Endocrine Abstracts

Recent in-vitro studies have shown that vitamin D metabolites undergo conjugation reactions by sulfation and glucuronidation and may be important mechanisms for the inactivation, storage and excretion of analytes. However the circulating concentrations and clinical significance of phase II vitamin D conjugation is unclear as current analysis has almost exclusively been restricted to measuring their unconjugated metabolite forms. In this study we aimed to develop an analytical method comprising enzymatic hydrolysis and liquid chromatography mass spectrometry (LC-MS/MS) to quantify circulating phase II conjugated vitamin D metabolites relative to unconjugated levels across population groups. An optimized enzyme hydrolysis method by recombinant arylsulfatase and beta-glucuronidase was achieved for the deconjugation of four vitamin D sulfate and glucuronide conjugates respectively; 25-hydroxyvitamin D3 (25OHD3), 25OHD2, 3-epi-25OHD3 and 24,25-dihydroxyvitamin D3 (24,25(OH)2D3). The method conditions were validated according to industry guidelines and was applied to the analysis of conjugated and unconjugated metabolites in 170 human serum samples categorised by vitamin D supplementation status.
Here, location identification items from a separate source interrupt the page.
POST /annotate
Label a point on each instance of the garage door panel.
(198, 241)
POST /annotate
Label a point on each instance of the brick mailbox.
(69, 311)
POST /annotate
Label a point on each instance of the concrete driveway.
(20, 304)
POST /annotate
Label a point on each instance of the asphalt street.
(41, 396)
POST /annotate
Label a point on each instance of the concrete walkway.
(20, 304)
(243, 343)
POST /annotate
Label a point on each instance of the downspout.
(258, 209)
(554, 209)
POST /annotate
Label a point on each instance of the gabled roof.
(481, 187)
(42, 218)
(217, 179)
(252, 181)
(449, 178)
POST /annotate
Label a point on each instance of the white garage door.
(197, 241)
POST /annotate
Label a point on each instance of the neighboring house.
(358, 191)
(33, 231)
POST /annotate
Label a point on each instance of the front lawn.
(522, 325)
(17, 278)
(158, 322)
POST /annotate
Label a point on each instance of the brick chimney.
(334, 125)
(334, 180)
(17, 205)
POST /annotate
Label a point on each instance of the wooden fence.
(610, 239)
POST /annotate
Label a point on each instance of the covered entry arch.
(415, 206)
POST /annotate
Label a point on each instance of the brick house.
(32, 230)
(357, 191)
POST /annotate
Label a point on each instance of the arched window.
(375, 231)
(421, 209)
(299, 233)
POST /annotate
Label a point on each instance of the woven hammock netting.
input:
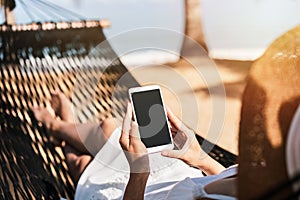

As a proportion of the total vitamin D metabolite concentrations in circulation, sulfate conjugates ranged between 18-53%, whereas the proportion of glucuronide conjugate metabolites was lower, ranging between 2.7-11%. The abundance of conjugated metabolites varied between the four vitamin D forms: 25OHD3 48±9%, 25OHD2 29±10%, 3-epi-25OHD3 30±8%, and 24,25(OH)2D3 62±10%. This study has demonstrated for the first time that conjugated metabolites of vitamin D circulate in high abundance, often matching or exceeding levels of their unconjugated forms. The optimised analytical methods and findings from this study could have significant implications for interpreting vitamin D status in health. Our findings suggest combined measurements of both conjugated and unconjugated measurements may provide a more accurate interpretation of vitamin D status, particularly in light of the differences in conjugation activity observed across metabolites and in individual samples.